Our study had limitations. All ACL and femoral notch measures required manually segmenting the contour from each MRI image. Depending on the magnetic field strength, chosen sequence, and individual participant variation, a uniform resolution/pixel intensity distinguishing the ACL from surrounding soft tissues was not present, so automated segmentation was not possible. However, our intratester consistency of the ACL measures suggests these measures are reliable. Also, all measures were limited to the left knee because researchers have demonstrated a side-to-side difference in ACL volume of 26.2 mm3, which is equivalent to approximately 1% of the mean measures.16 Furthermore, even though Marx Activity Rating Scale31 scores did not differ between men and women, our study was limited by including a generally healthy, active population.
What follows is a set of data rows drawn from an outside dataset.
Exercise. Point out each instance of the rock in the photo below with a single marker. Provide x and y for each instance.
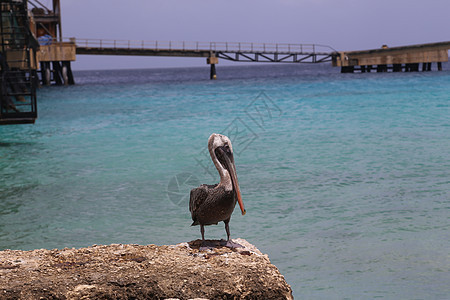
(141, 272)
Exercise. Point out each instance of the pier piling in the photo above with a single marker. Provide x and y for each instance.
(212, 60)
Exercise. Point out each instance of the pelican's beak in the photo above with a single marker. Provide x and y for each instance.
(229, 160)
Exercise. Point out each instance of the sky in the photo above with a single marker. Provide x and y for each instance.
(343, 25)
However, this concern is somewhat allayed by the Marx Activity Rating Scale scores of our participants (men = 9.2 ± 4.1, women = 10.7 ± 3.9) being similar to those of military cadets with no history of knee injury (males = 12.2 ± 4.3, females = 10.2 ± 4.6).32 We still do not know if the differences we observed would be found in a highly athletic population and would prospectively predict the risk of ACL injury.
CONCLUSIONS
Whereas active men had greater ACL volume and width than active women, only ACL volume differed when we accounted for femoral notch width and BMI. Given the previously established association of ACL volume with ACL injury risk,7 the former may be a relevant measure for investigating sex differences in ACL injury rates. Future studies are needed to determine the factors associated with smaller ACL morphology and weaker ligaments to better target individuals at high risk for injury.
ACKNOWLEDGMENTS
This work was supported by the Gateway MRI Center at the University of North Carolina at Greensboro.